The sacramental reality of the Christian faith has long been relegated to reflection on individual sacraments. This attitude downplays the role and potential of sacramentality within the Christian experience. The process typical of certain manuals that leads from sacraments to sacramentality must be reversed: it is only from the sacramental dimension and its role within the community that sacraments are born and can be understood.
The following contribution aims to present sacramentality as the constitutive dimension of Christian experience due to its unitive and performative potential.

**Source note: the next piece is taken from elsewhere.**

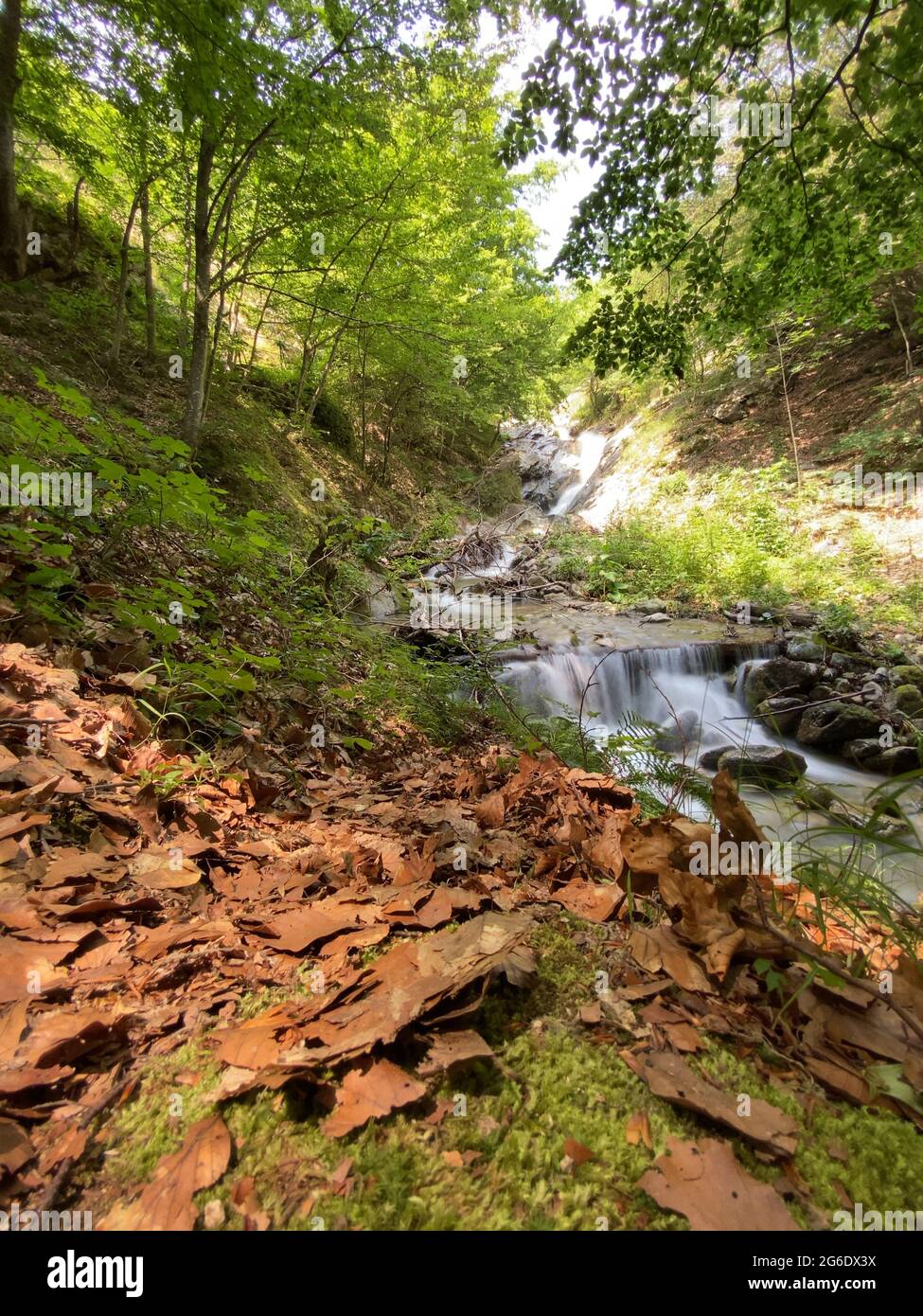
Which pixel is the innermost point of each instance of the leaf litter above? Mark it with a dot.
(132, 921)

While it has the ability to unite theory and practice, human and divine, material and transcendental - hence the unitive potential - it also has the ability to 'make' Christian experience.
Through the reflection of Louis-Marie Chauvet, we wish to bring to light three faculties or actions of sacramentality: the mediating, the symbolising and the ritual. The first: it has the faculty of mediating between the human and the divine. However, it is with its symbolising capacity that we go deeper: the sacrament not only unites two separate realities, but also performs an action that involves both subjects together. Lastly, its ritual action unites word and deed, involving the person in his or her entirety.
In a second passage, the concept of practice according to Pierre Bourdieu is presented, which defines as such any act that carries a habitus, a field and a capital. By the first term he means a set of customary dispositions and attitudes; the second indicates a place of action in which it manifests itself; and by the third he means a symbolic value of its own.
The third and final passage seeks to interpret sacramentality as the proper and original practice of Christianity, as its distinctive attitude. This shows Christianity's own and original social, cultural and political identity in the world.